When it comes to dizzying collections of words, Ryu Murakami has long been the writer most likely to make me wretch with glee. He's a Level 3 sensory offender, twiddling away at a reader's gag reflex just because he can. There is a scene in his novel "In The Miso Soup," (my favorite) that is so engraved in my brain that it has almost become a permanent ear worm. The depravity and desperation of "Almost Transparent Blue" have stuck with me for more than a decade. His novel "Coin Locker Babies" opens with such a shocking sentence that it's a wonder anyone makes it to Page 2 -- unfortunately.
But with "69," his roman a clef about a posse of restless, political, literary, music-loving teens noodling away at Simon & Garfunkle's greatest hits on a guitar and talkin' about a revolution, Murakami takes his best tool and hides it in a garage for the duration of the novel.
This is to say, I didn't almost barf once.
Kensuke Yazaki is a trouble-maker, the only son of school teachers, a Pisces, an egomaniac. A romantic reading Rimbaud. He's inspired by the political movements around him, and sets out to create his own. Shake things up at his school, which he sees a mindless farm that churns out person after identical person. He borrows blue prints from pre-existing movements and organizes a faction of students to help him make statements: On one occasion they set up a barricade at the school, paint naughty graffiti all over the walls, coax a timid hanger-on to release an epic dump on the principal's desk. This is part of a greater project: The Morning Erection Festival, during which he will show an original film starring some of the local high school hotties.

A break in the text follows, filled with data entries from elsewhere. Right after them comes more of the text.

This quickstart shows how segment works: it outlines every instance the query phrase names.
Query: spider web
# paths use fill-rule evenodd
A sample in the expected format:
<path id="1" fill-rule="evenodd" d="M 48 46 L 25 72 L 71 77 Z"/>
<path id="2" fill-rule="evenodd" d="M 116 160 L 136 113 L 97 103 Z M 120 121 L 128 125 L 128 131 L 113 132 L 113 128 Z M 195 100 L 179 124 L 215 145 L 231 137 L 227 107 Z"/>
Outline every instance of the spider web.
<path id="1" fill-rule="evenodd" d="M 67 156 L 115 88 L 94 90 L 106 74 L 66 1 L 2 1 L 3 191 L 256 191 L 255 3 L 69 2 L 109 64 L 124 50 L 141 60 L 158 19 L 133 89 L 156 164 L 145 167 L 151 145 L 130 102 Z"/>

Much of this is to get the attention of a girl in his class, whom he refers to as "Lady Jane." And, readers, she falls for it.
This book is to cute, what "In the Miso Soup" is to chilling. (Some people like to attach a "Catcher in the Rye"-like quantifier to it which is a bit of a stretch). In its best moments, Kensuke is 100 percent false bravado, quaking at the puckered lips in front of him. The last 10 pages are pretty adorable, surprisingly.